Streams of the tune didn’t spike much, if at all. But sales, yes. Perhaps it was a bunch of Boomers and Gen X-ers filling in the blanks from way back when they sold their apple crates full of vinyl? Because everyone needs at least a nod to Collins’ “Face Value” debut solo album.
The Williams brothers saw their YouTube channel’s popularity go through the roof in recent days thanks to the virality of that “In the Air Tonight” video. Viewers were genuinely delighted by their first-timer reactions to the song’s legendary, unexpected drum solo, which comes well into the moody cut.

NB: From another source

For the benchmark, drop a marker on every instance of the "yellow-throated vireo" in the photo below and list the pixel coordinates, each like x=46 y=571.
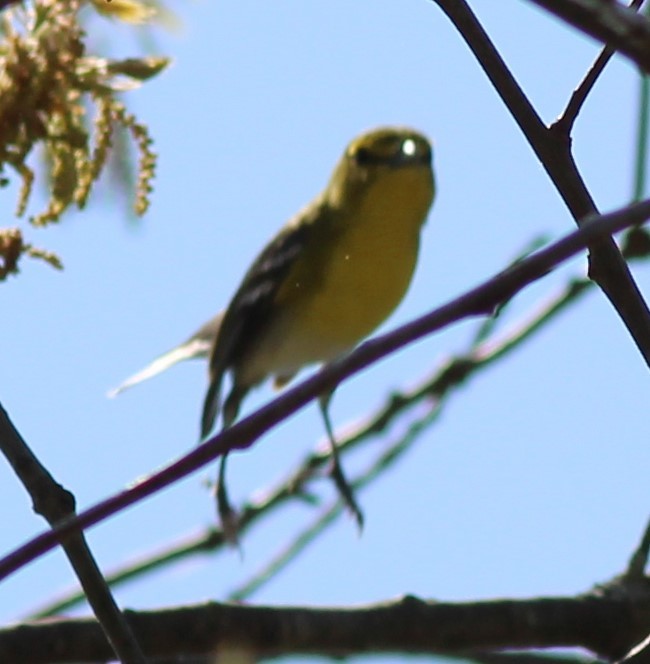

Musician Phil Collins in 2016.
(Drew Gurian / Associated Press)
When Collins’ drum solo hits, about five minutes into the twins video, Tim and Fred look blown away. The two hit pause on the Genesis drummer’s song and share their (amazed) thoughts with big smiles on their faces.
“That was cold, that was cold how he did that. I ain’t gonna lie, Phil, you got me on that,” Tim said.
“I ain’t never seen nobody drop a beat three minutes in a song,” Fred chimed in. “He killed it! ...That’s unique.”
Many viewers noted on social media that the video had sent them down a rabbit hole of the brothers’ YouTube channel, TwinsthenewTrend, where there were plenty of videos to view.
The Gary, Ind., twins’ routine is to take a song suggested by subscribers and give it a first-time listen on camera. They pretty much dig every tune, but the joy comes from seeing the reaction of a new generation to classic songs from all genres.
As of Tuesday, their YouTube channel was at 385,000 subscribers and growing, up from not quite 40,000 in early June. The channel hit 100,000 subscribers in late July, prompting a celebratory tweet from Tim Williams, who has been the primary anchor of the channel’s videos since July 2019.